In his place on guard, with every sense stretching, Mashtuk observed the ripples that unfolded from one side of the land to the other. Sometimes the massed canini bolted in panic as the ground undulated beneath their paws, sometimes they simply trekked around the earth’s new, jagged features of uplift and crumple to a more even space. Mashtuk scanned the flaring lights in the sky, one hand extended flat upon the rock beneath him, his back bent almost double. He realised that the earth spoke in tremors.
‘Revered Tinashe, pack elders! The earth gives warning. Feel the ground with your hands: it tells the direction of the ripples.’
‘It is so,’ said Tinashe. ‘The cubling is right. This way, canini!’

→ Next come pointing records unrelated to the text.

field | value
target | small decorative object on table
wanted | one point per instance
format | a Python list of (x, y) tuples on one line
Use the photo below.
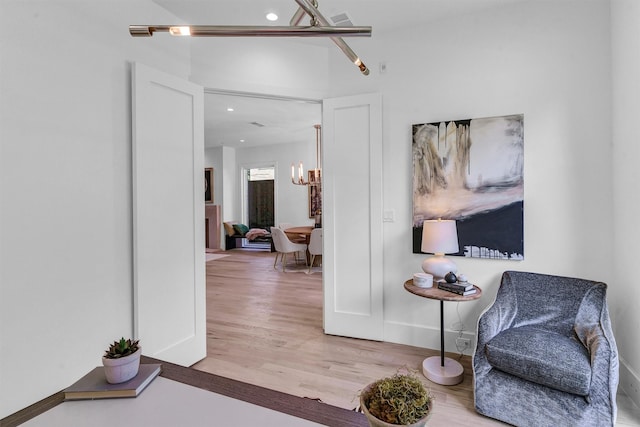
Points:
[(460, 287), (121, 361), (423, 280), (398, 400)]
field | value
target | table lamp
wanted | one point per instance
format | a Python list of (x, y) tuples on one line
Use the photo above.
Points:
[(439, 237)]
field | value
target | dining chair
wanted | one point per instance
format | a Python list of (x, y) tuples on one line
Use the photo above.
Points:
[(285, 246), (315, 245)]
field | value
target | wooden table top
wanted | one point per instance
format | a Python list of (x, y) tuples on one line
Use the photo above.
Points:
[(304, 229), (439, 294)]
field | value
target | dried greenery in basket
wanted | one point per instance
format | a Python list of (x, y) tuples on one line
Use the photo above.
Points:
[(401, 399), (122, 348)]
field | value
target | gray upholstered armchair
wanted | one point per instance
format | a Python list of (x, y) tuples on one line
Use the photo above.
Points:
[(546, 355)]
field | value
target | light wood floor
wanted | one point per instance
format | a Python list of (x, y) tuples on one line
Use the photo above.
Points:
[(265, 328)]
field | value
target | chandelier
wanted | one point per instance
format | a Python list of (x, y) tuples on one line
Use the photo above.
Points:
[(315, 175)]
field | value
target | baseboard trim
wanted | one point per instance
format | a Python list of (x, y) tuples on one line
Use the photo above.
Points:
[(427, 337), (629, 382)]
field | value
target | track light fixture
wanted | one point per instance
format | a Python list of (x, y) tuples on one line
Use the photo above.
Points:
[(319, 27)]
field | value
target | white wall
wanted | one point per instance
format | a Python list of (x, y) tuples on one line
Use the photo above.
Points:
[(268, 66), (65, 176), (547, 60), (624, 291)]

Other creatures also scattered from the Shock. The reviled ferals steered a course through the rippling and broken land, once so familiar and now so strange. In the ages-long tradition of their kind, they joined or separated as each one read the threat; individual survival was their highest and most binding priority. Ferals had a mix of lifeforms and histories, with an increasing grotesquerie triggered by remnant gene modifications and unwise interbreeding. Ferals were always unpredictable and always dangerous, especially to each other. A comrade one moment might become a predator the next, depending on circumstances. They recognised no leader and despised any sign of weakness. In fact, showing any weakness among their fellows was an invitation to attack. Every other inhabitant of the plains feared and avoided the fleeing ferals as they feared and avoided the dangers of the writhing land.
The last group living on the plains, the roving tribesmen, were not as quick as the canini to read the signs of danger in the air and the sky. They were also much more unwilling to leave their campsites. Some of the elders retained close links to the land and the weather, and sent warnings: Feather of the Storm ran from camp to camp all night, carrying his grandmother’s messages.
Although many tribesfolk moved to open ground in response to Feather’s message, they were hampered by their wish to save the goods they worked so hard to gather. Their camps had grown almost as complex as cities, with elaborate portable structures and considerable quantities of gear. For generations, they had traded with the Settlement, spurning nothing except technology. Fully concerned with their own safety and with securing their belongings, however, they didn’t stop to wonder about how the humans of the Settlement were faring.
Of course, nobody Outside considered the citizens of the Pale, for they never thought of them as human.
Only Feather, whose lover was Jana Danesdottir, a Settlement woman, worried how the aftershock had affected them. Bound by his important role as herald, he fretted for a chance to head down the southern trail.